The Peruvian Rug
THE PERUVIAN RUG - When textiles took on a central communicative role in the culture.
Archaeological evidence suggests that Peru is home to the longest continuous history of textile production in the world. Fiberwork unearthed in the country’s prehistoric coastal caves has been estimated to be nearly 10,000 years old, easily making it the oldest intact evidence of weaving ever found. What’s even more remarkable than the age of the fiber is the age of the tradition: comparing patterns and weaving techniques, archaeologists now believe that the tradition used to create the original Peruvian cave fibers has been passed intact through generations to the present day, surviving the rise and fall of civilizations, evolving slowly, assuming new symbolic language, but never completely losing its original form.

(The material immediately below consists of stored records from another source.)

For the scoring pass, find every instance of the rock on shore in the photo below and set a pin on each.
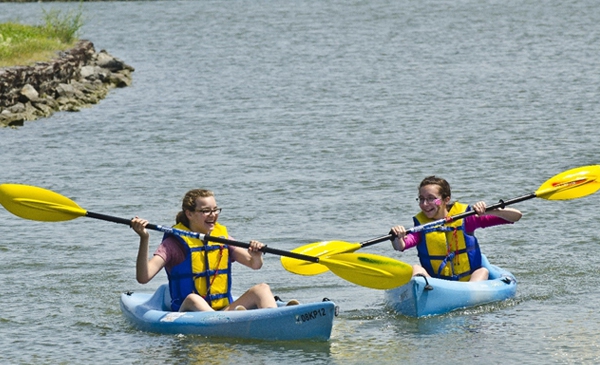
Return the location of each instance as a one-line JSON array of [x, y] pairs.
[[76, 79]]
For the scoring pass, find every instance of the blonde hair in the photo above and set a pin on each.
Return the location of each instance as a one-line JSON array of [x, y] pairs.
[[189, 204], [442, 183]]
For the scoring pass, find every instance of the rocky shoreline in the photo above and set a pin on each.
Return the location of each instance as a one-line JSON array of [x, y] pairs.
[[78, 78]]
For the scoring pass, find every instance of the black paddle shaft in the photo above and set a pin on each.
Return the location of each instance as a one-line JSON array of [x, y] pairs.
[[155, 227], [500, 204]]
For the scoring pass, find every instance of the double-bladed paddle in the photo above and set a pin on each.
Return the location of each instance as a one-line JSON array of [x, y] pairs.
[[571, 184], [368, 270]]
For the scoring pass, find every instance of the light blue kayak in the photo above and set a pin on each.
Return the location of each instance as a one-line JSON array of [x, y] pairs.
[[151, 312], [414, 299]]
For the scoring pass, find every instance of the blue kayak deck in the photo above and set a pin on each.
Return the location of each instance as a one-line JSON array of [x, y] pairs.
[[415, 300], [151, 312]]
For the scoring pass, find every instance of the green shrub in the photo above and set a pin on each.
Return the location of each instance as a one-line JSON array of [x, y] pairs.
[[22, 45]]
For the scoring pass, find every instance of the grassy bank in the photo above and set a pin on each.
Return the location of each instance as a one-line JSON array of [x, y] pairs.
[[22, 45]]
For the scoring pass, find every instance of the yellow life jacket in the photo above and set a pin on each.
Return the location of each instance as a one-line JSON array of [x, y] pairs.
[[447, 251], [206, 270]]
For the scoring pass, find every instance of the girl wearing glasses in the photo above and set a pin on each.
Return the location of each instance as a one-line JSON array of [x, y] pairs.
[[200, 274], [450, 251]]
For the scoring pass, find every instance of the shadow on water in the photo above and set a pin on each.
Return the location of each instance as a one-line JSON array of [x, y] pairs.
[[197, 350]]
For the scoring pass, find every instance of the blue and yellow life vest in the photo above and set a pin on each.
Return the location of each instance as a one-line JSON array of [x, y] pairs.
[[448, 252], [206, 270]]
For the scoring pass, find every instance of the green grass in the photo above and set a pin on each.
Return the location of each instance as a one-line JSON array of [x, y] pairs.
[[23, 45]]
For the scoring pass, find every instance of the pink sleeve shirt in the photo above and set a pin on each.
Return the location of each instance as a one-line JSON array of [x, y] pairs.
[[173, 252], [471, 224]]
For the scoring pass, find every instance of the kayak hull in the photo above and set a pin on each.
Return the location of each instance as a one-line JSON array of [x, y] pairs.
[[415, 300], [310, 321]]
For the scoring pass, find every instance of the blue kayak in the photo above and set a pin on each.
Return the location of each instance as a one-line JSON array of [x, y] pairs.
[[151, 312], [416, 299]]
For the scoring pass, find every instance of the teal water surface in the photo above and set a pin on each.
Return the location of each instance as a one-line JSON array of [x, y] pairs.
[[314, 120]]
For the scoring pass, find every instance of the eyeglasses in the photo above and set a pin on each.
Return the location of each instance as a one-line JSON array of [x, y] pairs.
[[208, 211], [429, 200]]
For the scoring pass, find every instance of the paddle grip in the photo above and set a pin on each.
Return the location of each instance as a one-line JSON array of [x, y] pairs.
[[201, 236], [500, 204]]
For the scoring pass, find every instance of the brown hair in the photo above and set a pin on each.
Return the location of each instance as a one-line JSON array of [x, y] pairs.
[[189, 203], [442, 183]]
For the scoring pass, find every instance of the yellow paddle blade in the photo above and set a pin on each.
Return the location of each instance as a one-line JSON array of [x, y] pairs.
[[316, 249], [31, 202], [369, 270], [571, 184]]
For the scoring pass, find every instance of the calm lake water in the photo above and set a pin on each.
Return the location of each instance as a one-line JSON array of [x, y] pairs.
[[314, 120]]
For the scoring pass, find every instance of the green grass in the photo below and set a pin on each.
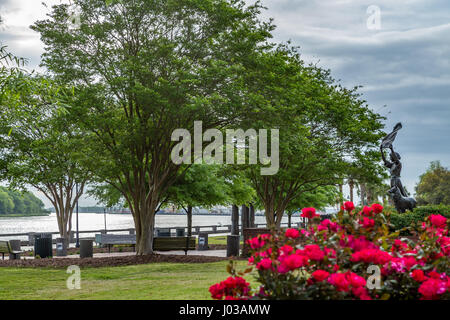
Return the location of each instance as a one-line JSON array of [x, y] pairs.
[[165, 281]]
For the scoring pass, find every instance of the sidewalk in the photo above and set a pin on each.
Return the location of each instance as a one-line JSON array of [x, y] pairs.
[[207, 253]]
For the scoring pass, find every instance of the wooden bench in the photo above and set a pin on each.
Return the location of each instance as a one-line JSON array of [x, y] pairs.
[[5, 247], [174, 243], [115, 239], [159, 243]]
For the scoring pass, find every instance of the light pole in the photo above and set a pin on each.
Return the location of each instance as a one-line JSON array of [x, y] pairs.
[[78, 231]]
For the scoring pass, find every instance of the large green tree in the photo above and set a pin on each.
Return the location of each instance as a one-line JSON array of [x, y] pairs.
[[144, 68], [321, 126], [434, 185], [40, 147], [201, 186]]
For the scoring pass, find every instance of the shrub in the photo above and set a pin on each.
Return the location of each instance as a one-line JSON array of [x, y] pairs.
[[352, 257], [414, 219]]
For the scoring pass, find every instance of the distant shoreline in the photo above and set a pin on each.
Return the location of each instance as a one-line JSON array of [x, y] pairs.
[[19, 215]]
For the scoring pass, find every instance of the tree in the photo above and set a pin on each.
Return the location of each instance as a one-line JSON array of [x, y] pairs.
[[318, 198], [320, 123], [366, 173], [143, 69], [434, 185], [202, 185], [41, 148]]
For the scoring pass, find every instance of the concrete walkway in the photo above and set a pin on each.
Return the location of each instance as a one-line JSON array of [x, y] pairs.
[[208, 253]]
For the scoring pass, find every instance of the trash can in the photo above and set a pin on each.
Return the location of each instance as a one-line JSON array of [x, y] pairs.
[[86, 248], [203, 241], [233, 245], [180, 232], [43, 245], [162, 232], [61, 247], [15, 246]]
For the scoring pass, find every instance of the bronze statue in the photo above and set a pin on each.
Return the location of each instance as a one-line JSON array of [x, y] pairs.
[[397, 191]]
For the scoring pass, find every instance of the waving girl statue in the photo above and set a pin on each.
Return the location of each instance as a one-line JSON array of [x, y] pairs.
[[397, 191]]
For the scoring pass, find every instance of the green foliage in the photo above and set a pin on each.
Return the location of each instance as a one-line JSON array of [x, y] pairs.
[[201, 185], [434, 185], [414, 219], [318, 198], [143, 69], [23, 203], [320, 123]]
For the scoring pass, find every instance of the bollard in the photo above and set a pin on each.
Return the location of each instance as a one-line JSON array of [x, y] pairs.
[[31, 238], [180, 232], [203, 241], [86, 248], [233, 245], [61, 247], [15, 246], [43, 246]]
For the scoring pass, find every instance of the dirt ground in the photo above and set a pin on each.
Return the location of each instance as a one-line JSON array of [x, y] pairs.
[[108, 262]]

It is a remarkable feat of historic survival; crossing the divide not only between generations, but between a wealth of Pre-Colombian Peruvian cultures—from the Chavin, to the Paracas, to the Nazca, to the Huari—the Peruvian weaving tradition then withstood the violent and tragic Spanish conquest of the 15th century. The Spanish, who saw no value in the cultural or artistic beauty of anything but Peru’s raw materials, threatened to break the continuity of Peruvian culture completely. But even as Pre-Colombian civilization collapsed, its central artistic tradition failed to die; the weaving tradition passed unbroken, one generation to the next, to the present day.
Today, and for the past century, Peruvian rug-making has been enjoying a significant renaissance. Drawing on traditional Pre-Colombian patterns, and employing the same weaving techniques that have been in continuous use for centuries, the Andean peoples, particularly women, now produce their native rugs for the international market, as they have done since the early 20th century.
The rugs are famous for their use of local materials, in particular the superlative Alpaca "wool" of the Andes. Used extensively in Peruvian weaving, the fiber is smoother and tougher than wool, known for its luster, softness, and remarkable durability. Significant to the task of weaving, alpaca fiber packs a natural elasticity that makes it wonderfully pliant and beautifully suited to the loom.
In terms of design, too, the Peruvian weaving tradition is a visually striking one, defined by brilliant color and abstract symbolic design. It found what was perhaps its most developed expression in the 13th century, during the reign of the Inca, who upheld textile art above even gold as the centerpiece of its culture, economy, and religion. The Inca’s finest textiles, among them the majesterial rugs created for public ceremony and display, were richly symbolic, explicit, at once haunting and strangely whimsical. The sensibility is preserved among traditional weavers today.
Weaving in Peru is a language as much as it is an art, and for Pre-Colombian peoples without any written language, textiles took on a central communicative role in the culture. In a way rarely seen in the textiles of the world, Peruvian rugs often communicate histories, power dynamics, and relationships between people, their gods, and their world. Classic motifs such as the mayu (river), the into (sun), unnamed references to the stars, and the vast and mythic Andes mountains lend Peruvian rugs a uniquely sacred, quietly profound quality that is gaining more and more attention from the world.